We have the economic elements seeing capital projects being delayed, deferred and some may even die or leave the province due to high costs, low oil prices and the evaporation of capital markets.

We have the ENGO sourced news based on a science-based report on the oil sands development adverse effects on migratory birds. Then we say a study released on seepage and leakage from toxic tailing ponds. This was all being done at a time when there is a big experts conference in Edmonton on what to do with the tailing ponds where industry floated the idea that they water may have to be treated and released into the Athabasca and Mackenzie River basins.

We also have the Alberta Land Use Framework and the Alberta Energy Strategy policy releases happening too. At the same time we have the Poznan Poland meetings on climate change that is drawing uncomplimentary international attention to oil sands development.
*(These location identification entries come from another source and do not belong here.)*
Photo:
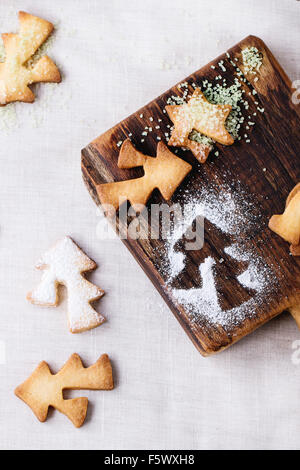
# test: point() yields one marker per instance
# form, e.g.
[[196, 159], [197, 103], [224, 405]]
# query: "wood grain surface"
[[267, 169]]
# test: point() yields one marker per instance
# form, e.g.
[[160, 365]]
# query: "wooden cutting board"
[[259, 174]]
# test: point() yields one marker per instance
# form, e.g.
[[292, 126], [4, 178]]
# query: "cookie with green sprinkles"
[[200, 115]]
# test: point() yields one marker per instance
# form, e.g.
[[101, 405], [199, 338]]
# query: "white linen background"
[[116, 56]]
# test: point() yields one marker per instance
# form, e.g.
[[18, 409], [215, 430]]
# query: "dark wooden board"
[[275, 144]]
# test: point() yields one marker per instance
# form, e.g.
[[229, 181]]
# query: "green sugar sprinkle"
[[252, 59]]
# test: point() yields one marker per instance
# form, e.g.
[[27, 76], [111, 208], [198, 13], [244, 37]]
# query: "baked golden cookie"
[[287, 225], [15, 74], [164, 172], [200, 115], [43, 389], [64, 264]]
On the social side, yesterday I helped professionally with the communication of the Judicial Review initiative of the Athabasca Chipewyan First Nation. They are seeking a Court declaration that the Province of Alberta has to engage in meaningful consultation on the impact of oil sands projects before any leases are granted to development companies.

This is a very interesting case that challenges the current provincial policy that puts the duty to consult on industry after an oil sands lease is granted. It is not the job, nor the duty, of industry to consult with First Nations people on Treaty Rights and Traditional Use issues. It is the province’s responsibility and it is not one that can be effectively delegated to a third party.
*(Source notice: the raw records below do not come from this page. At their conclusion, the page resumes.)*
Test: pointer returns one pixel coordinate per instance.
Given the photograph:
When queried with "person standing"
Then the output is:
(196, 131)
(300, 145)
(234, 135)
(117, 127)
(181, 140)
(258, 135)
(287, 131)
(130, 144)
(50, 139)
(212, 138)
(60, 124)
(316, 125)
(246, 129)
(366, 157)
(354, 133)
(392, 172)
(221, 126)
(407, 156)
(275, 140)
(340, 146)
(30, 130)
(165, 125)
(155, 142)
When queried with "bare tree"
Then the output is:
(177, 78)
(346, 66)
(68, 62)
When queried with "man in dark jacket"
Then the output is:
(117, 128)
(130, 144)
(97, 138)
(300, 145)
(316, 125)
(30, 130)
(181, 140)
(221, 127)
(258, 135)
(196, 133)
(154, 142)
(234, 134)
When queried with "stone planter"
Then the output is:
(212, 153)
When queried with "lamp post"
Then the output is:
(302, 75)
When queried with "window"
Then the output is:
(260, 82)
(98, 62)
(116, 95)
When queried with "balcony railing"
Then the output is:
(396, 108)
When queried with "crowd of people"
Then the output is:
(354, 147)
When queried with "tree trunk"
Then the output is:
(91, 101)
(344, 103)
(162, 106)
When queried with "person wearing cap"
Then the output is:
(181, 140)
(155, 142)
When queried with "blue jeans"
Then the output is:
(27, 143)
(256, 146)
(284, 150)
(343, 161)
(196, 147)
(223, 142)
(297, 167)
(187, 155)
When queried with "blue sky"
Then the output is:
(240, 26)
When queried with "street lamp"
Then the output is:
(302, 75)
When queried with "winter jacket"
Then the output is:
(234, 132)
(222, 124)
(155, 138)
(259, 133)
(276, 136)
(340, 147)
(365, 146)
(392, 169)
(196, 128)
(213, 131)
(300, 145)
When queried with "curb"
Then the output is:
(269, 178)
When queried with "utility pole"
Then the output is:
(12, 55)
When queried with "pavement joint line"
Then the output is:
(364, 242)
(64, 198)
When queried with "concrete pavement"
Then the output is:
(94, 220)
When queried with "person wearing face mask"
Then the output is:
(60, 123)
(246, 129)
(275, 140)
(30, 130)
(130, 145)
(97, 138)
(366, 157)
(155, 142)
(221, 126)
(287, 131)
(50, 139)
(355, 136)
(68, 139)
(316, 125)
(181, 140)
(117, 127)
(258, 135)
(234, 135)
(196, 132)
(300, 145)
There is nothing legally stopping Alberta from consulting in a meaningful way with First Nations on their Constitutional rights before an oil sands or any other natural resource lease is granted that impacts those rights. B.C. does it. It is just Alberta policy that creates uncertainty, additional expense and even delay in projects because of a lack of clarity and process and an ineffective policy position.

This Judicial Review application is not about money. It is about Alberta meeting its duty to consult legal obligation in advance of leasing crown lands that will have an impact Treaty Rights and Traditional uses.

With the current slowdown in the oil sands development, there is a chance to take a breath and do oil sands development right not just rapidly. Doing it right involves a comprehensive and integrated policy approach that deals effectively with the economic, environmental, societal and legal aspects of responsible oil sands development.

The advent of new provincial energy and land use policies provides a platform for a better dialogue with Albertans, including aboriginal Albertans, in the appropriate development of this crucial non-renewable resource. This ACFN legal action will likely cause the province to first say they will not discuss matters before the courts. That would be an unhelpful response towards finding a mutually beneficial resolution that would aid the province, industry and aboriginal people in finding an effective and fair resolution.

Time will tell if an enlightened policy will come forth from effective goodwill negotiations involving the province, First Nations and industry the need to consult before leases are issues. Or will there be no alternative but to have a court imposed “solution.”